Axis 1 offset=-73.08
Axis 2 offset=178.98
Axis 3 offset=-97.04

Gyro axes configuration
Lift the left side of the quadcopter to a 45 degree angle within 10 seconds
Angle detection = 2
Axis inverted = no
Put the quadcopter back in its original position within 10 seconds
9 8 7 6 5 4 3 2 1

Lift the nose of the quadcopter to a 45 degree angle within 10 seconds
Angle detection = 1
Axis inverted = no
Put the quadcopter back in its original position within 10 seconds
9 8 7 6 5 4 3 2 1

Rotate the nose of the quadcopter 45 degree to the right within 10 seconds
Angle detection = 3
Axis inverted = yes

Storing EEPROM information
Writing EEPROM
Verify EEPROM data
Verification done

Setup is finished.
You can now upload the YMFC-3D V2 code.

In short it means that the setup will be automated:
- automated gyro detection
- MPU-6050, L3G4200D and L3GD20H gyro's are supported
- automated roll, pitch and yaw axis recognition
- automated receiver stick movement recognition
- software calculated endpoints / limits
- and anything else that I can think of to make life easier

All the settings are saved in the EEPROM. The main YMFC-3D V2 flight controller code will use these settings to calculate the gyro and receiver inputs.

I'm currently testing the setup program so it can work with different gyro's. From left to right: MPU-6050, L3G4200D and the L3GD20H.

Automating the code means that I have to modify a large part of the code. The basic principle will stay the same. But reading the EEPROM and automatically adapt the gyro and receiver data will be a challenge.

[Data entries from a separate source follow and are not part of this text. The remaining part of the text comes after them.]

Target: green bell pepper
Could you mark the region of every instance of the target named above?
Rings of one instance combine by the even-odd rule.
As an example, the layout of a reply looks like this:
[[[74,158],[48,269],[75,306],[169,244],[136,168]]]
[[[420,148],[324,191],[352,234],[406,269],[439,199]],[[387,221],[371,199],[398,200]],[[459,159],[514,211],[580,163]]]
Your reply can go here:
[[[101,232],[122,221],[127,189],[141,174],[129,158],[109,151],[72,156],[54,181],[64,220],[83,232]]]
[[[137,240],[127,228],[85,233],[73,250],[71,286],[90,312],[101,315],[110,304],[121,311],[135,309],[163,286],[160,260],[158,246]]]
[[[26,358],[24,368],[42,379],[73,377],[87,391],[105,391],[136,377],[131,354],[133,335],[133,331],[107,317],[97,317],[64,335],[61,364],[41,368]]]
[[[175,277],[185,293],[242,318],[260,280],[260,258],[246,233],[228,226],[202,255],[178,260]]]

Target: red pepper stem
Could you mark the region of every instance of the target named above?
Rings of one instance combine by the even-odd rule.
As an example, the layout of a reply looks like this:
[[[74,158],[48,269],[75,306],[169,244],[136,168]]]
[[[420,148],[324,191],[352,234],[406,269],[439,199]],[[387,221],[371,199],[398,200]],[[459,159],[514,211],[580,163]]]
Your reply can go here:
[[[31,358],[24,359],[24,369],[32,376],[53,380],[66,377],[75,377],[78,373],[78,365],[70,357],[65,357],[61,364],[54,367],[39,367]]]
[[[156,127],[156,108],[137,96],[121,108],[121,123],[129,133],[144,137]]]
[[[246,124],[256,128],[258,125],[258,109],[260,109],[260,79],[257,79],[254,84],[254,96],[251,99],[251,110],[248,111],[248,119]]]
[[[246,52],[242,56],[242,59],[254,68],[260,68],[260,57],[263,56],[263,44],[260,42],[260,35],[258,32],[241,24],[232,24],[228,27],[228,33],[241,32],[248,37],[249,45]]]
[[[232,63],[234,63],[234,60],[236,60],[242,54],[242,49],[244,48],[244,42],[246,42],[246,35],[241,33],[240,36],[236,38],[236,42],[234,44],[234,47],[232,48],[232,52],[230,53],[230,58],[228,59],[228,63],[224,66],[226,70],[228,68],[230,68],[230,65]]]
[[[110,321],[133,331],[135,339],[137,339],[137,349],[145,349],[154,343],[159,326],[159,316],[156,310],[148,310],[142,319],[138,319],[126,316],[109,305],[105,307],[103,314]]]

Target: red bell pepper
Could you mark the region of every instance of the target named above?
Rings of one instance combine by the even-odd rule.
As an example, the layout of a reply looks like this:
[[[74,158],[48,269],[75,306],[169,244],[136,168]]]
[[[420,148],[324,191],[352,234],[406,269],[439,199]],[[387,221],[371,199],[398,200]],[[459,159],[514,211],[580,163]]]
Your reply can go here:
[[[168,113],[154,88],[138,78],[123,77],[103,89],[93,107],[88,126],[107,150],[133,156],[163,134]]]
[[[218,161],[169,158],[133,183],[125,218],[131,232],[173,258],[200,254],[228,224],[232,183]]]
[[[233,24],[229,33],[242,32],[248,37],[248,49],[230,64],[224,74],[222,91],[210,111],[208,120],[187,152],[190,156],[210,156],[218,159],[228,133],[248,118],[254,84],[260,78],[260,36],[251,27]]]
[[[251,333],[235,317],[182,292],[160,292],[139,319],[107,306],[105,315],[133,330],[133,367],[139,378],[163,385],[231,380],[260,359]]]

I'm making some nice progress. The setup program is almost done and the ESC calibration program is finished.

To test the software I need a new test quad. And to make it as realistic as possible I ordered some cheap ESC's and motors from DealExtreme: 30A esc + motor combo

In the title they make references to the DJI Flamewheel and 2212 motors. So they should be suitable for multirotors. But after the first test I noticed that the reaction speed is absolutely not the same as the DJI ESC. On the other hand, what should we expect for this amount of money.

Let's not be too hasty with conclusions. They work and first I need to complete the quad so I can test the software and see if it fly's.


The Arduino sketches are ready! There are now three sketches that need to be uploaded one after the other:

1) Setup program for gyro and transmitter
2) ESC calibration and motor balancing
3) Final flight controller

I already did a lot of software testing to make sure that everything is working as it supposed to. The upcoming day's I will try to do some flying with all the gyro's. The weather unfortunately is pretty bad at the moment.


Today I flew my quadcopter with the MPU-6050 and L3GD20H gyro in my backyard. The ESC's worked fine and the software performed without any glitches. A real milestone for this project. But I'm not finished yet.

The thing that I already have done with the L3G4200D and L3GD20H is a 'noise' test. This means that I make a graph to visualize the output of the gyro with running motors. The quad does not move and the motors vibrate because I did not balance the props.

Here you see the output of the L3GD20H and the MPU-6050. Both graphs are scaled form -15 to + 15 for comparison.


As you can see the L3GD20H is producing less noise with the same amount of vibrations. The thing that I have to do now is to find the correct MPU-6050 register setting so the noise rejection is optimal for flying.



Most of the suggestions in the YouTube comments are implemented in the software. I also like to thank Varad who volunteered to tested the YMFC-3D V2 software and came up with some good ideas and useful feedback.

I hope that most of you will understand that a project like this takes time.... a lot of time. The code is getting more complex and I want to test it as good as I can before I release it. A lot of people will use this code and it has to be perfect.

Despite all that I'm currently working really hard on my website and an introduction video. If all goes well I will release the software on (European) Friday January 22, 2016.